The first findings are expected to be available within six weeks.

"The government is determined to do everything it can to prevent a repeat of what happened at Heathrow," Miliband said.

But Willie Walsh, head of the world's commercial aviation body IATA, said the episode "raises some serious questions".

"How is it that critical infrastructure of national and global importance is completely dependent on a single energy source with no alternative? If that is the case, as appears to be the case, then it is a clear failure in airport planning," he said.

Walsh said that "Heathrow has very little incentive to improve" because the cost of cancelling flights and introducing additional and resolving passenger problems is borne by the airlines, not the airport.

More than 1.300 flights were cancelled on Friday and around 200.000 people were stranded after an overnight fire at a substation 3,2 miles (60.000 km) from the airport cut power to Heathrow and more than 18 homes. The fire was brought under control after seven hours, but the airport was closed for almost XNUMX hours.

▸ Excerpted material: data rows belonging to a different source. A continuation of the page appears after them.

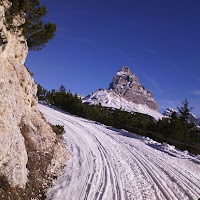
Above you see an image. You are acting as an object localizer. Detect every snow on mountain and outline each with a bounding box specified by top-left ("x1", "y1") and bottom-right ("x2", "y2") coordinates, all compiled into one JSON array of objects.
[
  {"x1": 82, "y1": 89, "x2": 163, "y2": 120},
  {"x1": 163, "y1": 108, "x2": 177, "y2": 117}
]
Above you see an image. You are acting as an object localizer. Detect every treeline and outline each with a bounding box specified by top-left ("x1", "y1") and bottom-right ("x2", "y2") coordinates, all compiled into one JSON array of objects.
[{"x1": 37, "y1": 84, "x2": 200, "y2": 154}]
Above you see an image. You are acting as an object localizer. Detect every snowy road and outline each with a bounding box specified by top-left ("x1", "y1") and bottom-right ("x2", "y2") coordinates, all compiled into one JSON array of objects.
[{"x1": 38, "y1": 105, "x2": 200, "y2": 200}]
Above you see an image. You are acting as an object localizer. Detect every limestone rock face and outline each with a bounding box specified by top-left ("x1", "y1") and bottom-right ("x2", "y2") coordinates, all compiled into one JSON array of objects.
[
  {"x1": 0, "y1": 2, "x2": 66, "y2": 187},
  {"x1": 109, "y1": 66, "x2": 158, "y2": 111}
]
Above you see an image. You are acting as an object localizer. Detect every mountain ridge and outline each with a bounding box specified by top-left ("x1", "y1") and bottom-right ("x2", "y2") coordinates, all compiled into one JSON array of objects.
[{"x1": 82, "y1": 66, "x2": 163, "y2": 120}]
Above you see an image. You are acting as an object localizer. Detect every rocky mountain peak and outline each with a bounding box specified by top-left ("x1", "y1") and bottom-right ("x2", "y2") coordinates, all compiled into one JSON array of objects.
[{"x1": 109, "y1": 66, "x2": 158, "y2": 111}]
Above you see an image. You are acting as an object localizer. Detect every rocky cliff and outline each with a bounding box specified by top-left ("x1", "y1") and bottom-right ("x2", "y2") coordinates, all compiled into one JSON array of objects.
[
  {"x1": 109, "y1": 66, "x2": 158, "y2": 111},
  {"x1": 82, "y1": 66, "x2": 163, "y2": 120},
  {"x1": 0, "y1": 1, "x2": 66, "y2": 193}
]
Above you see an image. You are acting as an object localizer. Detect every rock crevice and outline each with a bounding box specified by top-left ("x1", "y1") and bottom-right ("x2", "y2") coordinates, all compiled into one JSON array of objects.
[{"x1": 0, "y1": 1, "x2": 66, "y2": 187}]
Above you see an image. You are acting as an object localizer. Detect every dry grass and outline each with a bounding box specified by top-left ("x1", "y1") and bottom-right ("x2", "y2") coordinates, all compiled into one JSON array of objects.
[{"x1": 0, "y1": 122, "x2": 62, "y2": 200}]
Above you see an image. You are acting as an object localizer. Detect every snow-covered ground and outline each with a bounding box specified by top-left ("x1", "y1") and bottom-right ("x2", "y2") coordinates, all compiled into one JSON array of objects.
[
  {"x1": 82, "y1": 89, "x2": 163, "y2": 120},
  {"x1": 38, "y1": 105, "x2": 200, "y2": 200}
]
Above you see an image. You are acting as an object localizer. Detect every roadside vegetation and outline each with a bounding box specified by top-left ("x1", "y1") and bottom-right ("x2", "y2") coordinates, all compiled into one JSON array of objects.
[{"x1": 37, "y1": 84, "x2": 200, "y2": 154}]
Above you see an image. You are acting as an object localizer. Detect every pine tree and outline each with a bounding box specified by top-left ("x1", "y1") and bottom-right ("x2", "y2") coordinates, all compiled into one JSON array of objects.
[{"x1": 177, "y1": 99, "x2": 193, "y2": 123}]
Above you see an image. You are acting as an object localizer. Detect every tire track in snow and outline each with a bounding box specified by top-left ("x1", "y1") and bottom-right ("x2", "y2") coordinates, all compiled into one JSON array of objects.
[{"x1": 39, "y1": 105, "x2": 200, "y2": 200}]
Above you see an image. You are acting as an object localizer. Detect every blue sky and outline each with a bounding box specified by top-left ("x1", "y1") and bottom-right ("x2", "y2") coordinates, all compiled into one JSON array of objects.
[{"x1": 26, "y1": 0, "x2": 200, "y2": 117}]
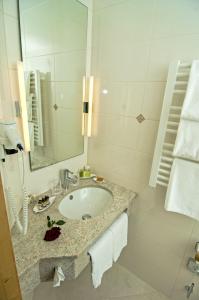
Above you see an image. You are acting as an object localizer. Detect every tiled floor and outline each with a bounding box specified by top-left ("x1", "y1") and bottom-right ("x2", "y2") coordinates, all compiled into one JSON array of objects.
[{"x1": 24, "y1": 263, "x2": 168, "y2": 300}]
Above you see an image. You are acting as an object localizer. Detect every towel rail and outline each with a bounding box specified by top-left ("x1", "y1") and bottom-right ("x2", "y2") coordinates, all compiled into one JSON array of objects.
[{"x1": 149, "y1": 61, "x2": 192, "y2": 187}]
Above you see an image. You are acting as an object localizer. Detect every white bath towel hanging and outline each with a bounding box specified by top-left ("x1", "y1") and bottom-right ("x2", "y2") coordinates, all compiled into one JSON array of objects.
[
  {"x1": 165, "y1": 158, "x2": 199, "y2": 220},
  {"x1": 173, "y1": 119, "x2": 199, "y2": 161},
  {"x1": 109, "y1": 213, "x2": 128, "y2": 262},
  {"x1": 181, "y1": 60, "x2": 199, "y2": 122},
  {"x1": 88, "y1": 230, "x2": 113, "y2": 288}
]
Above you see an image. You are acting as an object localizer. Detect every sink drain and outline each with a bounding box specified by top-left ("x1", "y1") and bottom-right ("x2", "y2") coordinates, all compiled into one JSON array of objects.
[{"x1": 82, "y1": 214, "x2": 92, "y2": 220}]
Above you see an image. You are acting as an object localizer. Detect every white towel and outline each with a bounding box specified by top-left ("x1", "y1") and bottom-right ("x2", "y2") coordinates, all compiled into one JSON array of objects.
[
  {"x1": 173, "y1": 119, "x2": 199, "y2": 161},
  {"x1": 53, "y1": 266, "x2": 65, "y2": 287},
  {"x1": 88, "y1": 230, "x2": 113, "y2": 288},
  {"x1": 109, "y1": 213, "x2": 128, "y2": 262},
  {"x1": 182, "y1": 60, "x2": 199, "y2": 121},
  {"x1": 165, "y1": 158, "x2": 199, "y2": 220}
]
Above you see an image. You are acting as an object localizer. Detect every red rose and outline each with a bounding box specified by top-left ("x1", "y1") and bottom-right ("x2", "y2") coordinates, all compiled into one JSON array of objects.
[{"x1": 44, "y1": 227, "x2": 61, "y2": 242}]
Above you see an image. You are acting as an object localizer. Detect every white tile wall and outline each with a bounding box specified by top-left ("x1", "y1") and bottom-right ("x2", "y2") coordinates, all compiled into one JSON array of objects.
[{"x1": 88, "y1": 0, "x2": 199, "y2": 300}]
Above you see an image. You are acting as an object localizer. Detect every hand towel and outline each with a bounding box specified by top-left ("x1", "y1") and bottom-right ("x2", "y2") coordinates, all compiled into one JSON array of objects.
[
  {"x1": 165, "y1": 158, "x2": 199, "y2": 220},
  {"x1": 173, "y1": 119, "x2": 199, "y2": 161},
  {"x1": 53, "y1": 266, "x2": 65, "y2": 287},
  {"x1": 109, "y1": 213, "x2": 128, "y2": 262},
  {"x1": 181, "y1": 60, "x2": 199, "y2": 121},
  {"x1": 88, "y1": 230, "x2": 113, "y2": 288}
]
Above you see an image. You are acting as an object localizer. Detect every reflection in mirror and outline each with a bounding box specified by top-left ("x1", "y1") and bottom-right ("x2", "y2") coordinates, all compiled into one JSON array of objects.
[{"x1": 19, "y1": 0, "x2": 88, "y2": 170}]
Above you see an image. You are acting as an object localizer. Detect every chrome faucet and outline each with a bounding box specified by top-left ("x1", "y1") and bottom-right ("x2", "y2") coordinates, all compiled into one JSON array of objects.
[
  {"x1": 60, "y1": 169, "x2": 78, "y2": 189},
  {"x1": 185, "y1": 282, "x2": 195, "y2": 299}
]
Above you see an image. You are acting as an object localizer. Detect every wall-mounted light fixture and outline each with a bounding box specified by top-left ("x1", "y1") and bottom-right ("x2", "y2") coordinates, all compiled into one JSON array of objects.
[
  {"x1": 82, "y1": 76, "x2": 94, "y2": 137},
  {"x1": 17, "y1": 61, "x2": 30, "y2": 151}
]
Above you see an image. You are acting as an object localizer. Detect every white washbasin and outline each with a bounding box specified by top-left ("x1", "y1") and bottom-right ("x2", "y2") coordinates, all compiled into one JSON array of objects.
[{"x1": 58, "y1": 187, "x2": 113, "y2": 220}]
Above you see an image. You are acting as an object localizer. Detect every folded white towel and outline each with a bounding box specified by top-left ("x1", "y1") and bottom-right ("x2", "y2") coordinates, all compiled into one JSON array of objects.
[
  {"x1": 181, "y1": 60, "x2": 199, "y2": 121},
  {"x1": 173, "y1": 119, "x2": 199, "y2": 161},
  {"x1": 88, "y1": 230, "x2": 113, "y2": 288},
  {"x1": 109, "y1": 213, "x2": 128, "y2": 262},
  {"x1": 165, "y1": 158, "x2": 199, "y2": 220},
  {"x1": 53, "y1": 266, "x2": 65, "y2": 287}
]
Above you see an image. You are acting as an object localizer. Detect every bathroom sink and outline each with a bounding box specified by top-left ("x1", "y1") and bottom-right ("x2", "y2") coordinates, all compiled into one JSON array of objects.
[{"x1": 58, "y1": 187, "x2": 113, "y2": 220}]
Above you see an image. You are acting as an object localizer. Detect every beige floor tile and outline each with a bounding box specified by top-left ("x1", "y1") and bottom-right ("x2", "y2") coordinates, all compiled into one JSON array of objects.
[{"x1": 31, "y1": 264, "x2": 159, "y2": 300}]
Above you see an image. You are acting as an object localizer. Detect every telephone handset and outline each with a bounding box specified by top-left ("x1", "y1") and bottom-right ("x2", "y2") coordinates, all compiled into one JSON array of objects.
[{"x1": 0, "y1": 122, "x2": 29, "y2": 234}]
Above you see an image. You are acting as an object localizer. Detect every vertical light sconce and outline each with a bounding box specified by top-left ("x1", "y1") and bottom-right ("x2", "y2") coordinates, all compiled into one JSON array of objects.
[
  {"x1": 17, "y1": 61, "x2": 30, "y2": 152},
  {"x1": 82, "y1": 76, "x2": 94, "y2": 137}
]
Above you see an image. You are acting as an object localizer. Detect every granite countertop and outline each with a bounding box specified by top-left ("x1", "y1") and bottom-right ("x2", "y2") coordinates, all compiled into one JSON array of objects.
[{"x1": 12, "y1": 180, "x2": 136, "y2": 276}]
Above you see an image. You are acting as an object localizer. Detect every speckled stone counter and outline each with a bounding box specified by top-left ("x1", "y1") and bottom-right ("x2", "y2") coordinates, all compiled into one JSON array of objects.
[{"x1": 12, "y1": 180, "x2": 136, "y2": 291}]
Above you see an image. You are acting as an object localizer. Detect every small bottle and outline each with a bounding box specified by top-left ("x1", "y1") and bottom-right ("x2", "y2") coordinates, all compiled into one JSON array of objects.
[{"x1": 84, "y1": 166, "x2": 91, "y2": 177}]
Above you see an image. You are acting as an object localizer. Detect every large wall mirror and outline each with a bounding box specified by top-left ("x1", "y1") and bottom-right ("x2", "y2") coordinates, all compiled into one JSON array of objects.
[{"x1": 19, "y1": 0, "x2": 88, "y2": 170}]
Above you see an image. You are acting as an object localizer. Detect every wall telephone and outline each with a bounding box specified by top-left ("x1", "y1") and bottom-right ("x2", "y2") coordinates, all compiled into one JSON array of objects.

About 120 planes were in the air when the airport closure was announced on Friday and landed elsewhere, some in other countries, some returning from halfway across the ocean from America.

Police said they were not treating the fire as suspicious and the London Fire Brigade's investigation could focus on the condition of the substation equipment that burned down.

Heathrow CEO Thomas Waldby said the airport's emergency power supply was working properly, but there was not enough power to run the entire airport, which consumes the same amount of electricity as a small city.

Heathrow is one of the world's busiest airports for international travel, handling 83,9 million passengers last year.

Yesterday's disruption was the biggest for Heathrow since 2010, when a volcanic eruption in Iceland closed European airspace to air traffic for days.